Can electricity demand management drive the transition to clean and affordable energy in poor economies?
This project seeks to inform the design of dynamic pricing and automation programmes to increase the share of renewable energy on the electric grid and lower the average cost of supply.
In accordance with the Government of India’s target of installing 250 million smart meters by 2025, utilities are in the process of replacing traditional meter installations with smart meters across their customer bases. A cornerstone for power sector reforms, smart meters provide utilities and consumers with real-time data on meter-level electricity consumption, allow for various forms of dynamic electricity pricing, and have the potential to reduce aggregate technical and commercial (AT&C) losses by giving utilities the ability to remotely disconnect consumers who fail to pay their bills.
However, electricity regulators and policymakers require additional evidence to develop the policies enabled by this large investment in new infrastructure. By revealing both the scope for flexibility in intraday energy demand and the welfare cost of supply interruptions to residential consumers, this project seeks to inform the design of dynamic pricing and automation programmes, including the types of consumers these policies should target.

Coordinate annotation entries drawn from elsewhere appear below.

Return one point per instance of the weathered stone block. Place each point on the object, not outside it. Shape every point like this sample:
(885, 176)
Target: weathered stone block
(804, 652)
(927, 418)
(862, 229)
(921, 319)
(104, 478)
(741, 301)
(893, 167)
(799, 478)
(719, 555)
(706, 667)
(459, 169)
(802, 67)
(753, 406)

At present, a small fraction of utilities in low- and middle-income countries have installed Supervisory Control and Data Acquisition (SCADA), a computer-based system for gathering and analysing real-time data on various elements of the power distribution network, giving them the ability to manage electricity demand at an aggregated feeder level. However, utilities, electricity regulators, and policymakers are interested in developing programmes and tools that can leverage the flexibility that may exist at the consumer level to increase the share of renewable energy on the electric grid and lower the average cost of supply. This is the issue that our study aims to address.